The University of Indianapolis celebrated one of my favorite traditions again this year, remembered fondly by many alumni: the annual Celebration of the Flags. For the first time, the ceremony was held outside, on Smith Mall. It was a glorious fall day, with scores of colorful flags waving against a clear blue sky. The campus has never looked prettier.
We’ve made it a practice for more than two decades now to set aside an afternoon to honor our diverse cultures with the procession of flags, a sampling of international foods, and activities that help us learn a bit more about those qualities that make us unique—and those that bind us together.
With so much of the nation’s attention focused on the factors that differentiate and divide us, our flag celebration had added significance for me this year. We’ve become a very partisan, opinionated nation. Media attention is so focused on our differences and disagreements that I fear we are losing sight of the human qualities we share, regardless of race, gender, politics, religion or nationality.

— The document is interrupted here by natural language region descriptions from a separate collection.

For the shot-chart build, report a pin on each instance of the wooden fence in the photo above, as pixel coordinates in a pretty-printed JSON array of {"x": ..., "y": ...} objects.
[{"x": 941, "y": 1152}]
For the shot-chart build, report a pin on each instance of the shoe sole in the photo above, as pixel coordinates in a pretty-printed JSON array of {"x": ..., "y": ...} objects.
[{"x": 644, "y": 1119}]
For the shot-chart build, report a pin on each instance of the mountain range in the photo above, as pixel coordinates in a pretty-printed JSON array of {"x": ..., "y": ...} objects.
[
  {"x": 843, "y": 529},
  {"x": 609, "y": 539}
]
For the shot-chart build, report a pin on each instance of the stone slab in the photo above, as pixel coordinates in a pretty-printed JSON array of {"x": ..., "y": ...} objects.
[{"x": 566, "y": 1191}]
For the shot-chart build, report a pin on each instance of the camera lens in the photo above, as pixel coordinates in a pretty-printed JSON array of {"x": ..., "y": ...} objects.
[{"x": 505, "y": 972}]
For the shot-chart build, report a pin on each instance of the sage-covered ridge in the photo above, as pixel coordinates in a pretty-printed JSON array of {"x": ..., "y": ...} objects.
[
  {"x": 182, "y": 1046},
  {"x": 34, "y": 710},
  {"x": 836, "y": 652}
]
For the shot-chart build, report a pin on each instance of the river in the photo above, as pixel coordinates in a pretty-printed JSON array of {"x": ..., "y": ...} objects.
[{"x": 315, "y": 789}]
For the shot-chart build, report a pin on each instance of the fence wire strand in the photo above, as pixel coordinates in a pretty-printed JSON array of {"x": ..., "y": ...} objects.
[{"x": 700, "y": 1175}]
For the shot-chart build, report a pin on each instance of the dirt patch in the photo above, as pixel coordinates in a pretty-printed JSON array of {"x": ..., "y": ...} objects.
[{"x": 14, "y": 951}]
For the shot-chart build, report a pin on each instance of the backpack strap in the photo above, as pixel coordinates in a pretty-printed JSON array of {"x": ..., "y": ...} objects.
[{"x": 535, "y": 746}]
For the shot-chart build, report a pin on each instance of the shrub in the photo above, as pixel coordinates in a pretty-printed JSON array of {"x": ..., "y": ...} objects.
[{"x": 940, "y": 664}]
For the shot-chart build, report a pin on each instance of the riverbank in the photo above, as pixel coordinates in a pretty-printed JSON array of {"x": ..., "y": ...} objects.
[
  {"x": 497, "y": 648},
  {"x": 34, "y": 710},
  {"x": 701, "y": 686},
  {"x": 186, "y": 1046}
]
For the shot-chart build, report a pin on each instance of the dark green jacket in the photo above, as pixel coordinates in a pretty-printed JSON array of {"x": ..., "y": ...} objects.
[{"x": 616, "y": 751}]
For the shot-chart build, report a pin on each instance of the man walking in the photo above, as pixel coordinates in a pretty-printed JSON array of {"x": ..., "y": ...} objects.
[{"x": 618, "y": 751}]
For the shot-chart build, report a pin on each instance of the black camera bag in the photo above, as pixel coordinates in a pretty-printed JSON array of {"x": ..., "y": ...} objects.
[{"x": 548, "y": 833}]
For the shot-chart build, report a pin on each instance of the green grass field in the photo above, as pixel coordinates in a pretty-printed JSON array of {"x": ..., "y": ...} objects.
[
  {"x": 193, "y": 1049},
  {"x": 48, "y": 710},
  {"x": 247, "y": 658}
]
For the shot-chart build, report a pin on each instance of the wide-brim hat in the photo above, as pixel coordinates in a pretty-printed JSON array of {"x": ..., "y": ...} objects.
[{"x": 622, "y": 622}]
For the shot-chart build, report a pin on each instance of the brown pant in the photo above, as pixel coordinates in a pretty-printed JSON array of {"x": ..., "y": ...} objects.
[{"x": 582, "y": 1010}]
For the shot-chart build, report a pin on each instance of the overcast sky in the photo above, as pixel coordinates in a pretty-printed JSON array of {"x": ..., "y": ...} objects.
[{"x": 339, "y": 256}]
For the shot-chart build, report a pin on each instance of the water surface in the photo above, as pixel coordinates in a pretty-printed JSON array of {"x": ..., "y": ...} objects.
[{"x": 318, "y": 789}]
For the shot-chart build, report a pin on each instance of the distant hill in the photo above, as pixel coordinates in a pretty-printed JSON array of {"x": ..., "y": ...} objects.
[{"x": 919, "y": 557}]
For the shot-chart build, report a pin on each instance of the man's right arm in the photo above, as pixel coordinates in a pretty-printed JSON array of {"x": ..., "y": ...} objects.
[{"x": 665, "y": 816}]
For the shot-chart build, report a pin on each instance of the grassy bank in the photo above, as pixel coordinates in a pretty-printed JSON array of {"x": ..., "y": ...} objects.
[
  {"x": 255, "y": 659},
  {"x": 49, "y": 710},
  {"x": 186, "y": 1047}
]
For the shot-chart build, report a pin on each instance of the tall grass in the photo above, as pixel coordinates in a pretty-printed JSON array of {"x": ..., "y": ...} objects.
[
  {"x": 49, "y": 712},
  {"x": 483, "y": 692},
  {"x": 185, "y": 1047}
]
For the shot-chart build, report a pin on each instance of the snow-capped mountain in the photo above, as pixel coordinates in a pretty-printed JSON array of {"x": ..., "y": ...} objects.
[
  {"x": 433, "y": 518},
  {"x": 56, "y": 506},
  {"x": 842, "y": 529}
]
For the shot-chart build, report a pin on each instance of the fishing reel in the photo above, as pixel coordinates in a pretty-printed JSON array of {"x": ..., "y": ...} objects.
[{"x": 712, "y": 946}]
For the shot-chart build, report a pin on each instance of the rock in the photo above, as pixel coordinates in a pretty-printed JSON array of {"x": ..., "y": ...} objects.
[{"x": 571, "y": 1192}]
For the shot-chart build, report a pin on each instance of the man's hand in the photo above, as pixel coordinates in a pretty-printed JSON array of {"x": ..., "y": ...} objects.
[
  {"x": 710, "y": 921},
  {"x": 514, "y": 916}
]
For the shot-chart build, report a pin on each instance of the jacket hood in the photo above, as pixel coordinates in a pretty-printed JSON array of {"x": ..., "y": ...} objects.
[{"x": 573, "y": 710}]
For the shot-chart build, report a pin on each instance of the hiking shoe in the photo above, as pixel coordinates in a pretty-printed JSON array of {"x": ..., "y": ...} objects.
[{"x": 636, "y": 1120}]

For some reason, the qualities we have in common—whether we hail from Indiana or Iraq, Kentucky or Kenya—are too often drowned out by the strident voices of the few who are bent on dividing us by emphasizing our differences. Civil discourse is too often replaced by uncivil shouting matches.
By design, college is a time for students to broaden their horizons through exposure to diverse viewpoints, thoughtful research, and well-informed debate. At UIndy, where so many nationalities and faiths are represented, we have always been deliberate about hospitality and civility. It is part and parcel of our United Methodist heritage and our mission as a university, where respect and rational discussion should go hand in hand. We are eager to embrace each opportunity to affirm those values. We appreciate and celebrate our diversity, recognizing that we are more alike than different.
As you well know, this is a warm, welcoming place. I hope you’ll join us again soon for one of our many cultural or athletic events in the new year—and celebrate with us some of the many qualities we have in common.